A true period is the result of shedding of the endometrium, or lining of the uterus, which occurs as a result of ovulation (midcycle release of the egg) and the cyclic changes in estrogen and progesterone. Since women do not ovulate when they are pregnant, any bleeding during your pregnancy should not be confused with a period.
Although bleeding in pregnancy is common, it is never normal, explains Melissa Esposito, M.D. If a woman is pregnant and bleeding, with or without pain, she should call her doctor for further instruction. But don't immediately worry: While bleeding in the first trimester of pregnancy may signify either a miscarriage (or a threatened miscarriage) or an ectopic pregnancy, it also may be due to implantation.
When a fertilized egg implants in the uterus, 10 to 14 days after conception, it could cause parts of the uterine lining to shed. The bleeding may look like the normal start of your period or spotting, but if you think you may be pregnant, you should take a pregnancy test to be sure.
If you are experiencing a miscarriage (or a threatened miscarriage), you will usually have bleeding associated with uterine cramping. There may also be a passage of large clots from the vagina. If this is happening you should definitely seek care at the doctor's office or the local ER if after hours, Dr. Esposito says.
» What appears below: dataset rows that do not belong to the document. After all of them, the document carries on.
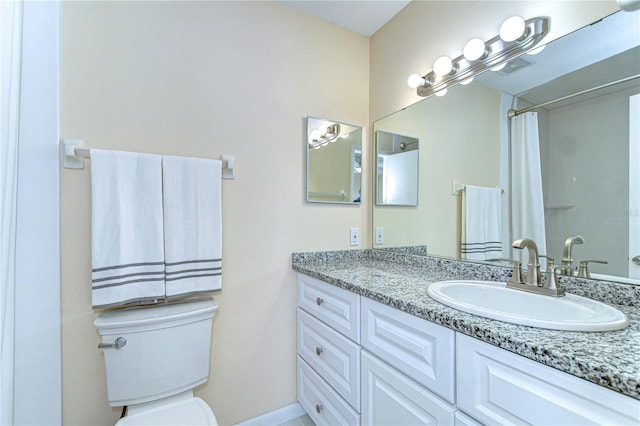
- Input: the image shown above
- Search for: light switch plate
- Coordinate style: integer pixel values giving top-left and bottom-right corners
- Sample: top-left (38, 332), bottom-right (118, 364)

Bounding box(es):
top-left (349, 228), bottom-right (360, 246)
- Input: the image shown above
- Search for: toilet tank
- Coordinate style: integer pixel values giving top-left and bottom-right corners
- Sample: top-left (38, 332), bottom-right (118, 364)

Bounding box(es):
top-left (93, 297), bottom-right (218, 406)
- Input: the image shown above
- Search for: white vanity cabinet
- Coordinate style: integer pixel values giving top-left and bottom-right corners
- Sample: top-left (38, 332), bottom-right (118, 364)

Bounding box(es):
top-left (297, 274), bottom-right (361, 425)
top-left (297, 274), bottom-right (640, 426)
top-left (456, 333), bottom-right (640, 425)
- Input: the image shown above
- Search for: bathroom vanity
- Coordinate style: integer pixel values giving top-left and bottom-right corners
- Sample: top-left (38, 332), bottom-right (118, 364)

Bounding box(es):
top-left (293, 250), bottom-right (640, 425)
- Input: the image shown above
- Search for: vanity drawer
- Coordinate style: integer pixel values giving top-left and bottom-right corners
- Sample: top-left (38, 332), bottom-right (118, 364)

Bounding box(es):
top-left (457, 334), bottom-right (640, 425)
top-left (298, 274), bottom-right (360, 343)
top-left (361, 296), bottom-right (455, 403)
top-left (362, 351), bottom-right (455, 425)
top-left (297, 355), bottom-right (360, 425)
top-left (298, 308), bottom-right (360, 411)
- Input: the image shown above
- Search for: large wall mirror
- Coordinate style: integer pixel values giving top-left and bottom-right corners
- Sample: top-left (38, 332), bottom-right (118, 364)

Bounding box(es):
top-left (373, 11), bottom-right (640, 284)
top-left (305, 117), bottom-right (362, 204)
top-left (375, 130), bottom-right (420, 206)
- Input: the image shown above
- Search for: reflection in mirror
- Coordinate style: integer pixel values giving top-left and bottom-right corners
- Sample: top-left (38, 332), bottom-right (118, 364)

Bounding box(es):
top-left (376, 131), bottom-right (419, 206)
top-left (373, 12), bottom-right (640, 284)
top-left (305, 117), bottom-right (362, 204)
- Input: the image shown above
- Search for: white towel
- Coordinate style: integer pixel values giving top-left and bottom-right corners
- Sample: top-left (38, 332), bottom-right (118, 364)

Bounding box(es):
top-left (91, 149), bottom-right (165, 308)
top-left (460, 185), bottom-right (502, 260)
top-left (162, 156), bottom-right (222, 298)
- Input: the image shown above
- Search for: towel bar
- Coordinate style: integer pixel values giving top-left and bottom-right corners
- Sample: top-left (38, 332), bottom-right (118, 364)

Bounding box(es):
top-left (451, 179), bottom-right (504, 195)
top-left (61, 139), bottom-right (235, 179)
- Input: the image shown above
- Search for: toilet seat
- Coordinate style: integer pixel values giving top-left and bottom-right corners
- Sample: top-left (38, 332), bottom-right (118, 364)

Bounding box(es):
top-left (116, 397), bottom-right (218, 426)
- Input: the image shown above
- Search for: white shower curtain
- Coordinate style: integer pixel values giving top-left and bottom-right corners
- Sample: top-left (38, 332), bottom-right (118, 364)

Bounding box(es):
top-left (0, 1), bottom-right (22, 425)
top-left (511, 112), bottom-right (547, 265)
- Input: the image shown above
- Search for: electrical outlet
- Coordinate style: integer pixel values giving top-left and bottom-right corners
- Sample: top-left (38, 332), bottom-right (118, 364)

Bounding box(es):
top-left (376, 226), bottom-right (384, 244)
top-left (349, 228), bottom-right (360, 246)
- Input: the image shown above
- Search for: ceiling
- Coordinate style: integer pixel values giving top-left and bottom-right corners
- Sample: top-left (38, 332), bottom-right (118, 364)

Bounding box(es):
top-left (280, 0), bottom-right (411, 37)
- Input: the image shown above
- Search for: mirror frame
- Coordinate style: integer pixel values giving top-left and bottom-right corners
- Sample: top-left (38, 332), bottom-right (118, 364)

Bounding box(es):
top-left (304, 116), bottom-right (364, 205)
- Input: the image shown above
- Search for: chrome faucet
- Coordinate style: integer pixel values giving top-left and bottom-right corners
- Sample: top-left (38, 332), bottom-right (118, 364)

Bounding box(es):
top-left (560, 235), bottom-right (584, 275)
top-left (511, 238), bottom-right (540, 287)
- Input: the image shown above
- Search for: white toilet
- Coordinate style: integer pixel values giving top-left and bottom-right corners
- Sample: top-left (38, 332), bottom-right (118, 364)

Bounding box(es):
top-left (93, 297), bottom-right (218, 425)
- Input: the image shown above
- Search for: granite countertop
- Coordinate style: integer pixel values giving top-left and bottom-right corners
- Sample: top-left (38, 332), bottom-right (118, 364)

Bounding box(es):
top-left (292, 250), bottom-right (640, 399)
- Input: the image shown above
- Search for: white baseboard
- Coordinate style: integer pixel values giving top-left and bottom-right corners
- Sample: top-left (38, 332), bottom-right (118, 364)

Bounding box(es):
top-left (236, 402), bottom-right (306, 426)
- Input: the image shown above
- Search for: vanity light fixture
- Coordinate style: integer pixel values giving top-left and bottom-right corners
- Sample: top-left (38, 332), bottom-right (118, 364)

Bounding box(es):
top-left (500, 16), bottom-right (527, 41)
top-left (407, 16), bottom-right (549, 97)
top-left (309, 123), bottom-right (340, 149)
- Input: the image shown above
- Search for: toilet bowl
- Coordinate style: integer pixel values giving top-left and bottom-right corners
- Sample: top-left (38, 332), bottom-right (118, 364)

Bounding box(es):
top-left (94, 297), bottom-right (218, 426)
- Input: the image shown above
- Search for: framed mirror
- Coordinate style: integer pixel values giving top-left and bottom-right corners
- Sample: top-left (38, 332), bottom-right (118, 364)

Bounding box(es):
top-left (304, 117), bottom-right (363, 204)
top-left (373, 11), bottom-right (640, 284)
top-left (375, 130), bottom-right (419, 206)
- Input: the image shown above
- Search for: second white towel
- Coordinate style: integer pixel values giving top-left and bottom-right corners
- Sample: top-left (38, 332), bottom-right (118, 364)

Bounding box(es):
top-left (91, 149), bottom-right (164, 308)
top-left (460, 185), bottom-right (502, 260)
top-left (162, 156), bottom-right (222, 299)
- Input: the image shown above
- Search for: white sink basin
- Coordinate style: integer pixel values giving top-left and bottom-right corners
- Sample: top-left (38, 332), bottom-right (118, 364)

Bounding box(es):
top-left (428, 281), bottom-right (629, 331)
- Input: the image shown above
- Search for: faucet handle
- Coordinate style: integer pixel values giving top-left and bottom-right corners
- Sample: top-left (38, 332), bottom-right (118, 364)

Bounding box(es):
top-left (538, 254), bottom-right (556, 273)
top-left (487, 257), bottom-right (524, 284)
top-left (578, 260), bottom-right (609, 278)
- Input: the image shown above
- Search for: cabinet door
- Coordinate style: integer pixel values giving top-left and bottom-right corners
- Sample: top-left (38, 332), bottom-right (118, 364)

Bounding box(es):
top-left (298, 274), bottom-right (360, 343)
top-left (297, 356), bottom-right (360, 426)
top-left (361, 297), bottom-right (455, 403)
top-left (298, 309), bottom-right (360, 411)
top-left (361, 351), bottom-right (455, 426)
top-left (457, 334), bottom-right (640, 425)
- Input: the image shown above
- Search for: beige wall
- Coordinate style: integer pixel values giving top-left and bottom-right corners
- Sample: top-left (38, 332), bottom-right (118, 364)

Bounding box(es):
top-left (373, 84), bottom-right (500, 257)
top-left (61, 2), bottom-right (370, 425)
top-left (369, 0), bottom-right (618, 121)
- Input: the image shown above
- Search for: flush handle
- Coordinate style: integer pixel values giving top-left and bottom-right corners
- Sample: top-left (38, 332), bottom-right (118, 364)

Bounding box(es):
top-left (98, 337), bottom-right (127, 349)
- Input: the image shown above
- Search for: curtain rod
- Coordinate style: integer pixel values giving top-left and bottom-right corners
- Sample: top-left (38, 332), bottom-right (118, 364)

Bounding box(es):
top-left (507, 74), bottom-right (640, 119)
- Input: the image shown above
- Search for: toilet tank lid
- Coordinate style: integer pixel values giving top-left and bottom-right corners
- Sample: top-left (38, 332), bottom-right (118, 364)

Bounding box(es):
top-left (93, 297), bottom-right (218, 330)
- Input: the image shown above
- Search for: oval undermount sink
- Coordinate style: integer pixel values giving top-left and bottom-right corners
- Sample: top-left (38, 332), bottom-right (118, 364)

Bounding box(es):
top-left (428, 280), bottom-right (629, 331)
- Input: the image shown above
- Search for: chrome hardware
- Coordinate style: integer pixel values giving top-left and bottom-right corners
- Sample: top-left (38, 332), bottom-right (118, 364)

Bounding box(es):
top-left (560, 235), bottom-right (584, 275)
top-left (511, 238), bottom-right (541, 287)
top-left (488, 257), bottom-right (524, 284)
top-left (538, 254), bottom-right (556, 273)
top-left (538, 265), bottom-right (576, 297)
top-left (578, 260), bottom-right (609, 278)
top-left (98, 337), bottom-right (127, 349)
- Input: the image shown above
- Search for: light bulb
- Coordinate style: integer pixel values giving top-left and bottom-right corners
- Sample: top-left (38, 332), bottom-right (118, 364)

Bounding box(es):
top-left (433, 56), bottom-right (453, 77)
top-left (500, 16), bottom-right (525, 41)
top-left (527, 44), bottom-right (547, 55)
top-left (462, 38), bottom-right (485, 62)
top-left (309, 129), bottom-right (322, 141)
top-left (407, 74), bottom-right (426, 89)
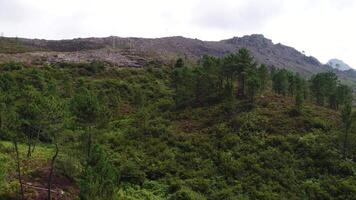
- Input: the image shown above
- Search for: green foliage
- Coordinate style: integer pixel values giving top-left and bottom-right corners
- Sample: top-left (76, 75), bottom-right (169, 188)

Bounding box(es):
top-left (0, 56), bottom-right (356, 200)
top-left (272, 69), bottom-right (289, 96)
top-left (174, 58), bottom-right (184, 68)
top-left (80, 145), bottom-right (118, 200)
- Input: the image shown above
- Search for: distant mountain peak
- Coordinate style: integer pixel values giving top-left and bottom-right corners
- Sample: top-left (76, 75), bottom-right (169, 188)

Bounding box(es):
top-left (327, 59), bottom-right (352, 71)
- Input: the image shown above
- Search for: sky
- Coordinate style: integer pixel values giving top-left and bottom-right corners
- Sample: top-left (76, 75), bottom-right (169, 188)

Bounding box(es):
top-left (0, 0), bottom-right (356, 68)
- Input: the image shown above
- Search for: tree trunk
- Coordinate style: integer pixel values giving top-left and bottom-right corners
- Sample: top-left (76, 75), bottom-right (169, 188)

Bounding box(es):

Another cause of bleeding during pregnancy is an ectopic pregnancy (or tubal pregnancy). The amount of bleeding with an ectopic may vary in amount and is usually associated with unilateral pain (pain primarily located on the left or right side) plus or minus dizziness or lighheadedness, Dr. Esposito says. Ectopic pregnancy can be life threatening if it ruptures, so the more rapid the diagnosis the better for the patient. If you having any of the above symptoms such as bleeding and pain, especially localized pain, you should call your doctor or get to the ER immediately. Implantation bleeding is usually fairly light but develops as the embryo is implanting into the uterine lining.
Often times, the cause of bleeding during pregnancy may not be known, which can feel very alarming for the patients and be very anxiety provoking. If you do seek medical attention, you might be told to go home and be on bedrest and pelvic rest until the bleeding stops. If this happens, your pregnancy will be monitored closely with obstetric ultrasounds and possibly blood tests to check the HCG levels if that is clinically indicated.